Home Sweet Home

Having decided that we need to move to a house, somewhere in the same area but with a bigger bedroom for the child we keep in a cupboard and a second bathroom for the child who's traumatised by using the same bathroom as her father in the mornings (yes, I know: social services) we've been keeping our eyes open for possibilities even though we were aiming to put our place on the market after Christmas. However, a strong contender has just come up so last week I went to see it on my own and tomorrow we're all going, with a builder in tow to see which walls can be demolished without the whole thing collapsing.
This has led me to think about what my real aspirations are for a new house. Yes, of course I want Annie to have room for all her Sylvanian animals, and Jordan (and Richard) to have a bit of privacy; but for me personally, the list is something like this:
  • I want 4 toilets. That's one each, and everyone has to clean their own. No more arguments. Brilliant!
  • I'd like one of the toilets to be a big downstairs loo with a big bookshelf where I can keep all those interesting / quirky books that say to visitors, 'look how interesting and quirky I am'.
  • I'd like unlimited storage space for shoes. Every woman's dream.
  • I'd like an underfloor heating / cooling system, that senses how hot or cold my feet are and automatically adjusts to my (no-one else's, obviously) particular needs.
  • The children's bedrooms should be soundproofed, but there should be an intercom from the kitchen to their rooms so I can call them for food etc.
  • I want a balcony out from my bedroom with a vista of Capability Brown landscaped parkland.

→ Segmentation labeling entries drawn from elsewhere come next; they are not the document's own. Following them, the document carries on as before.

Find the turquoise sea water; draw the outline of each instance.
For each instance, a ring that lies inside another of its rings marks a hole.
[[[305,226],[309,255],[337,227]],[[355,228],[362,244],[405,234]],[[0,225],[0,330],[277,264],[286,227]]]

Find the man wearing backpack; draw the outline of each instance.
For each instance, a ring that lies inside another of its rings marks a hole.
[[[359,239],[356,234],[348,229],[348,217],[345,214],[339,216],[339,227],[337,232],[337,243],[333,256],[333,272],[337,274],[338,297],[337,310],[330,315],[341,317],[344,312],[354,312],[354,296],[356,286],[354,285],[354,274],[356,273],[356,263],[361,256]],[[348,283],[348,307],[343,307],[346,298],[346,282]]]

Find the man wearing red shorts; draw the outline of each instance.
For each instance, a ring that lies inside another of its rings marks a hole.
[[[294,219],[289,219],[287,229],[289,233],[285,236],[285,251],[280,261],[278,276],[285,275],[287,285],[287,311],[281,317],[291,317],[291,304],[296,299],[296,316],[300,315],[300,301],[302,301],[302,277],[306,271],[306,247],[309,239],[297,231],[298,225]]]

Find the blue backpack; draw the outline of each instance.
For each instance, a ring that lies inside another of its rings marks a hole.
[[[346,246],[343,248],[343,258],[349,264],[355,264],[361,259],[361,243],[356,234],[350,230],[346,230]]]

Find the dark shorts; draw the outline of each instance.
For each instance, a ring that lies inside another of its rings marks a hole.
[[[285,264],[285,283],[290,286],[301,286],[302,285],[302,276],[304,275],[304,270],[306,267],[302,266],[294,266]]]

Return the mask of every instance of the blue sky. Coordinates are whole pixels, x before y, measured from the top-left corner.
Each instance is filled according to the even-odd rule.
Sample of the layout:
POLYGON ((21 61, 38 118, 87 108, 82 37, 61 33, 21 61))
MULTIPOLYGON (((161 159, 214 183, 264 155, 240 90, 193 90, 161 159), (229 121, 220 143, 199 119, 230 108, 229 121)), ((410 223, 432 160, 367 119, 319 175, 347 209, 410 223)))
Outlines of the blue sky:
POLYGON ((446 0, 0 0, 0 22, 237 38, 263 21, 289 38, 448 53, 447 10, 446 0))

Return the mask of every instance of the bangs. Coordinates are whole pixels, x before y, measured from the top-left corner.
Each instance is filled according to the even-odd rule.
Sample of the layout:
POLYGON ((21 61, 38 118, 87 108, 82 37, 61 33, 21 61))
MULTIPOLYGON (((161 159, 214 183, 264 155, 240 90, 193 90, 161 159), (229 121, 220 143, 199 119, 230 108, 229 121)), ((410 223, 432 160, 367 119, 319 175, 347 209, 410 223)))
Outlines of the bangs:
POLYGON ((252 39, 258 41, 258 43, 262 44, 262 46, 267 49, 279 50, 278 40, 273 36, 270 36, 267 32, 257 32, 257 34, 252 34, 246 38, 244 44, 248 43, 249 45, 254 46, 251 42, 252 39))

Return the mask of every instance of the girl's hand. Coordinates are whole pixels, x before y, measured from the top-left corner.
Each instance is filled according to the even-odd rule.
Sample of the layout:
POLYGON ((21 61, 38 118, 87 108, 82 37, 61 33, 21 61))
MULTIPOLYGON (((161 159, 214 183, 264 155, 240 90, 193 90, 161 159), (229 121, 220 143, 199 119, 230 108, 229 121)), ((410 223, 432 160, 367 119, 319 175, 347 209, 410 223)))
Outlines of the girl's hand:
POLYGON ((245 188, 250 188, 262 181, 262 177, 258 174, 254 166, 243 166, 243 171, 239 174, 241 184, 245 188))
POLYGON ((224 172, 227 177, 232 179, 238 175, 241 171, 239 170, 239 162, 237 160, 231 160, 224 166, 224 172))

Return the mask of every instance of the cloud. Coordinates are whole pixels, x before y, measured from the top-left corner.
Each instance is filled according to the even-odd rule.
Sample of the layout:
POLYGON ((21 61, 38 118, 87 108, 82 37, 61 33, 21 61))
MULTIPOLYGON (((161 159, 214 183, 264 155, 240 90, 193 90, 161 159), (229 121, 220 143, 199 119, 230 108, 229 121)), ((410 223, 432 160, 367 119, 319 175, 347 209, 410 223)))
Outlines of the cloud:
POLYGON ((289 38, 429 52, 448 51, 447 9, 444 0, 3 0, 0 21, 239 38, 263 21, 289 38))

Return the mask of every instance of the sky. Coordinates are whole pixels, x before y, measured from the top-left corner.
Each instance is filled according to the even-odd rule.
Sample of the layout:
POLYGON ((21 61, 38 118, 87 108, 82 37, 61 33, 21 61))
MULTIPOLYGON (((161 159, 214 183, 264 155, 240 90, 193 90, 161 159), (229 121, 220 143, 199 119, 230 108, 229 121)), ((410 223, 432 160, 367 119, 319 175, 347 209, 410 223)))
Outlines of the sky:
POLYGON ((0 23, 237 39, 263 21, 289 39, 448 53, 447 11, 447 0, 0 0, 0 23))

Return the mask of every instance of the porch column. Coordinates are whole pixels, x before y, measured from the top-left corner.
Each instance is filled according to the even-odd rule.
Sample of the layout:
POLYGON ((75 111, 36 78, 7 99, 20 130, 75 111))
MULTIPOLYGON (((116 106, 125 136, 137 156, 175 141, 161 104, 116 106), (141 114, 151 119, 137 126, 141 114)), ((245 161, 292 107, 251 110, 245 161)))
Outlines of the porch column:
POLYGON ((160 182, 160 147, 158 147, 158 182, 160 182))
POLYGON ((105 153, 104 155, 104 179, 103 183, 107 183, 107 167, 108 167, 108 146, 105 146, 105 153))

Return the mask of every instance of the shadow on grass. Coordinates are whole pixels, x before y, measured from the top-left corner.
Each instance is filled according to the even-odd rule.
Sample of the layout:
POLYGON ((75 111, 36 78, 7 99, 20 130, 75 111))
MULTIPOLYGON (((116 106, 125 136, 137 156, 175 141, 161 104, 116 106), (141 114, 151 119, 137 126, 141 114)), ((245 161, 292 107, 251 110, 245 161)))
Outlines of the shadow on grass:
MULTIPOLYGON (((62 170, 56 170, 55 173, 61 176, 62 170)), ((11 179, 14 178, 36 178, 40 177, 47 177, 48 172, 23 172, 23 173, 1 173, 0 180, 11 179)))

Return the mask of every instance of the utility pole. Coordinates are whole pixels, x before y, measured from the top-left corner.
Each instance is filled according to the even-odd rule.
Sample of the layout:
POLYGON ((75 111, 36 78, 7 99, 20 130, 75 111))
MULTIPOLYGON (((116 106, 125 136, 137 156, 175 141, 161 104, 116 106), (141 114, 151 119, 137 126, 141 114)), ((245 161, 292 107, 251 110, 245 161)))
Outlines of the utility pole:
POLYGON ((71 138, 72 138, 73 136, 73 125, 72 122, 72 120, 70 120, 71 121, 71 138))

Seems unlikely, in inner-city Bristol.
  • I want a serene room, preferably all white with a digital projector and a great sound system. Lots of squashy beanbag chairs. An icon. And nothing else.
  • I want a big kitchen with a great big table that will accomodate lots of friends and family.
But really, more than anything, I want a home where people feel able to kick off their shoes, curl up in a favourite old chair and be themselves.

At the 'Blah' event on emerging church that ran in the summer, one of the points raised that stuck with me was the need to 'teach' hospitality. It's a bit sad that any teaching is required. But it made me think, what have I got to learn in this area? I've always thought of myself as very hospitable, but really, I reckon it's very much on my terms. I want people to come, but only when I'm ready for them (cushions plumped, mess tidied, lipstick on). I want people to eat, but only when the food's up to standard. I want people to feel welcomed into our family, but only if I manage to give the impression that I never shout at the kids, we never row over who last cleaned the toilet, and we only ever read / watch edifying books / TV programmes.

It made me think about homes I've visited where I feel instantly 'at home', and what makes me feel that way. The sort of homes where you can literally turn up unannounced but not feel a burden. Where friends don't feel they have to entertain you, but can just as easily sit and watch a rubbish TV programme together as listen to your latest news. Where you're not treated like royalty, but instead are invited to help with the washing up.

I think the basic lesson for me is: control freakery does not good hospitality make.